I also remember having scissors thrust into my hand and being told to cut the cord. I had felt very strongly that I wasn’t in fact going to do this. I mean, why am I being trusted with scissors and a cord when there are so many professionals in the room who train for that sort of thing. But I cut it, after two tries (they don’t tell you how rubbery it is) and he was out. Detached from his previous home, signing this new lease with us. For the rest of his life.

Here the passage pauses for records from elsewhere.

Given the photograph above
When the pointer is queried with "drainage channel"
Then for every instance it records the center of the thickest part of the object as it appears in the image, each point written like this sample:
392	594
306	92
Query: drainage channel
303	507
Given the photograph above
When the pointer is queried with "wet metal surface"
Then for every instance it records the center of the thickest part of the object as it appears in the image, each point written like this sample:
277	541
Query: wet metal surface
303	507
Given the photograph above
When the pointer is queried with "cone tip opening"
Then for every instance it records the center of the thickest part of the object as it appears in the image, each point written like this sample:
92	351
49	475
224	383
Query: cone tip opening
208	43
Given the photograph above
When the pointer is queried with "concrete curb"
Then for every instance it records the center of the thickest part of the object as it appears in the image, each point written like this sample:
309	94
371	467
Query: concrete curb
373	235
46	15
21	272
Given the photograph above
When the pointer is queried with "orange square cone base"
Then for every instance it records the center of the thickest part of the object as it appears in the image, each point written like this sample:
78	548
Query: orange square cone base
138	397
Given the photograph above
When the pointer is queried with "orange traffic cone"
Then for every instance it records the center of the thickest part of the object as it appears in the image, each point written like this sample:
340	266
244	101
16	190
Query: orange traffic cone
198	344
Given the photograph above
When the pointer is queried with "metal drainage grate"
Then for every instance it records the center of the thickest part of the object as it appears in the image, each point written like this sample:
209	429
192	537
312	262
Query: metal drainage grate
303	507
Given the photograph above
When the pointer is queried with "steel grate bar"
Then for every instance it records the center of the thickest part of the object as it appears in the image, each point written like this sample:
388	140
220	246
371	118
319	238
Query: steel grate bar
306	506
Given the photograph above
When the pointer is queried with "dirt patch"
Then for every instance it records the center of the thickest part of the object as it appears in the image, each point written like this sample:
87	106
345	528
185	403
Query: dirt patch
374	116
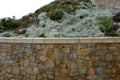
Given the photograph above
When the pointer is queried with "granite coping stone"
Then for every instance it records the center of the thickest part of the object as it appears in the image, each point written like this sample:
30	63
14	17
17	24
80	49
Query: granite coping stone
61	40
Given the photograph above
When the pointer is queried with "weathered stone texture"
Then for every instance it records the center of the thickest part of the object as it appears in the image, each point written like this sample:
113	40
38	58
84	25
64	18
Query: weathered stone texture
107	4
60	61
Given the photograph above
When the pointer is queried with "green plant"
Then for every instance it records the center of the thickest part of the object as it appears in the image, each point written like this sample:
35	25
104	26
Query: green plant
6	35
56	14
106	24
10	23
108	27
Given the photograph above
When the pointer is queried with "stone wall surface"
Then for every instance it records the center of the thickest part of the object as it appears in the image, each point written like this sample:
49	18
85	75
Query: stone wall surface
82	61
107	4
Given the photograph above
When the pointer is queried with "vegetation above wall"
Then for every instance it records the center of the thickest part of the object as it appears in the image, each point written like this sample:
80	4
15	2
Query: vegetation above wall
64	19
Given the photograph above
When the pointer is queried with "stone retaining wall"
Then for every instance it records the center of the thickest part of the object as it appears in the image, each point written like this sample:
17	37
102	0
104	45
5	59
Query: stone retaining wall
107	4
60	59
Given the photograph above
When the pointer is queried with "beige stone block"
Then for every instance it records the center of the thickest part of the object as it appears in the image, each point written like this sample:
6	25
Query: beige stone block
15	70
83	52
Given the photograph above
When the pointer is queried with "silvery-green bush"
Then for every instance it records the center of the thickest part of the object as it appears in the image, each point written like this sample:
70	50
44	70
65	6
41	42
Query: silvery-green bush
83	23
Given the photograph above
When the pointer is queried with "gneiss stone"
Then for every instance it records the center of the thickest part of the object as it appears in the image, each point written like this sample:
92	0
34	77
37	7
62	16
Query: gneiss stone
43	58
15	70
49	64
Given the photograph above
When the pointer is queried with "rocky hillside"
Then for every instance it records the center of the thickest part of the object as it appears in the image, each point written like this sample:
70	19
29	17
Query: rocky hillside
65	18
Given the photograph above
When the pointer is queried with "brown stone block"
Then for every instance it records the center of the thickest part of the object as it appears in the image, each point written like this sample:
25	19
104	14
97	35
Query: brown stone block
33	77
43	52
49	53
15	70
65	50
50	46
64	70
92	71
83	52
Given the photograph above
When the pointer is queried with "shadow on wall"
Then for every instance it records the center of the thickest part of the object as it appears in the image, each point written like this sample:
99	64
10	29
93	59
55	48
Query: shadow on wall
107	4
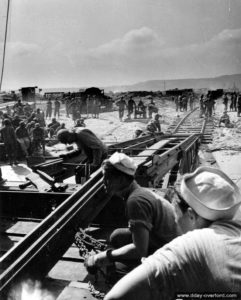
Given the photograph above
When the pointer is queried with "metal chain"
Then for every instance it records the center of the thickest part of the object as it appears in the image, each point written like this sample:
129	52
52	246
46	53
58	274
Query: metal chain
86	244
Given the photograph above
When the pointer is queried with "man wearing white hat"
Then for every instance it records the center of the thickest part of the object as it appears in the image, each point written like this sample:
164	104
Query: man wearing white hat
205	261
151	218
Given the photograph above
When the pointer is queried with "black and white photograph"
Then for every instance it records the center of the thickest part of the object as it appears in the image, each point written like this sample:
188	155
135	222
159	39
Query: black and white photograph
120	149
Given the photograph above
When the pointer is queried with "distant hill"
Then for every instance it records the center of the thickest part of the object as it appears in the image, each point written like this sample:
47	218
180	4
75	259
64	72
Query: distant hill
221	82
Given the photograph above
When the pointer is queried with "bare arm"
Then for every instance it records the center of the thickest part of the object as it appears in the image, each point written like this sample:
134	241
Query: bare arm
134	285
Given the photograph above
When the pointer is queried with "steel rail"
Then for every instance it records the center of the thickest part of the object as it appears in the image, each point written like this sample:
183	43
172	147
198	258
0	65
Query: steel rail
183	120
55	234
39	251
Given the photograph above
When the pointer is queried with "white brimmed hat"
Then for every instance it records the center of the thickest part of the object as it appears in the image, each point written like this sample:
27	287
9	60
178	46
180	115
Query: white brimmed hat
123	163
211	193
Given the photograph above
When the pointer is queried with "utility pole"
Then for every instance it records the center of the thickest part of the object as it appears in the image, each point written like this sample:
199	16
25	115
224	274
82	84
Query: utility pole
4	46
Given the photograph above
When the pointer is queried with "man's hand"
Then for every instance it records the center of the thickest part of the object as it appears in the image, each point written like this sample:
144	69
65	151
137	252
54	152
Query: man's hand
64	156
93	262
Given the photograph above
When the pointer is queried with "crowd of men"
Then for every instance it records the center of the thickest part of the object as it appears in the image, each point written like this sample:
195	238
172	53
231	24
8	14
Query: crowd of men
187	244
231	102
24	130
183	101
137	109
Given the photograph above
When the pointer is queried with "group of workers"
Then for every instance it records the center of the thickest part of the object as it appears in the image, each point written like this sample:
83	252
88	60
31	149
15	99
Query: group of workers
183	101
24	131
189	244
74	106
138	109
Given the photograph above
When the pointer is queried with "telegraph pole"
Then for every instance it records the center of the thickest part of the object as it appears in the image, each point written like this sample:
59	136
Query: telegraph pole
4	45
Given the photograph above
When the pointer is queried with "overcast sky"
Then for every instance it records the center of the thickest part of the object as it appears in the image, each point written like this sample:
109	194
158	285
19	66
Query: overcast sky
79	43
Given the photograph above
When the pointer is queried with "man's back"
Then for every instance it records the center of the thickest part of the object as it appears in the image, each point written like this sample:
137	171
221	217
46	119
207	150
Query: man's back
201	261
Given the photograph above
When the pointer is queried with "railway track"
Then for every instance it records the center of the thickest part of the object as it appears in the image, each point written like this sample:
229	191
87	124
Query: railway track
160	159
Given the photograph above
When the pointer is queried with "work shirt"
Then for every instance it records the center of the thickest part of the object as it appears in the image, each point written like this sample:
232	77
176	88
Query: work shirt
92	146
201	261
156	214
8	135
21	132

We just held each other. Me, Golden. Golden, Atticus. My parents were weeping somewhere behind us but we could only focus on each other. Nine months of waiting, and it was over. Or rather, it was just beginning.

That first night was the scariest night of my life. And I had nightmare issues as a child so that’s saying a lot. Talk about feeling helpless. Feeling small. He was here, alive, a real boy for us to ruin and make mistakes with. Oh God how do you not ruin something so tiny and weak. I had no idea. It seemed inevitable. How could life be so irresponsible to trust US with this perfect little baby? I couldn’t even keep a plant alive for too long. I had two cats but damn, they practically take care of themselves. But like all things that night passed. And so did the next night, and the next and before you knew it we had survived a month, the three of us. One month, two, three. Each made slightly easier because of the month that preceded it.

To say the year has passed so quickly would be just a little misleading. I felt every day, every week. It feels quick but then I remember how long some of those nights were. How we felt it would be two in the morning forever. I look at him now, walking, babbling and learning about the world on his own and find it hard to see the little worm that he used to be in this bigger and smarter toddler. He has more hair for one, it cascades in sweeping arcs across his forehead. And he has his mother’s huge brown eyes. So expressive and wise, but capable of so much humor and joy. These days I feel more in control, secure in knowing we have plans for him and us as a family. And I know we have time to raise him into the best person we know he can be. Control, Plans, Time. The holy trifecta. We’ve made our peace I think. We have an understanding. And now we’re playing a whole new waiting game, but this time it isn’t so bad. It isn’t bad at all.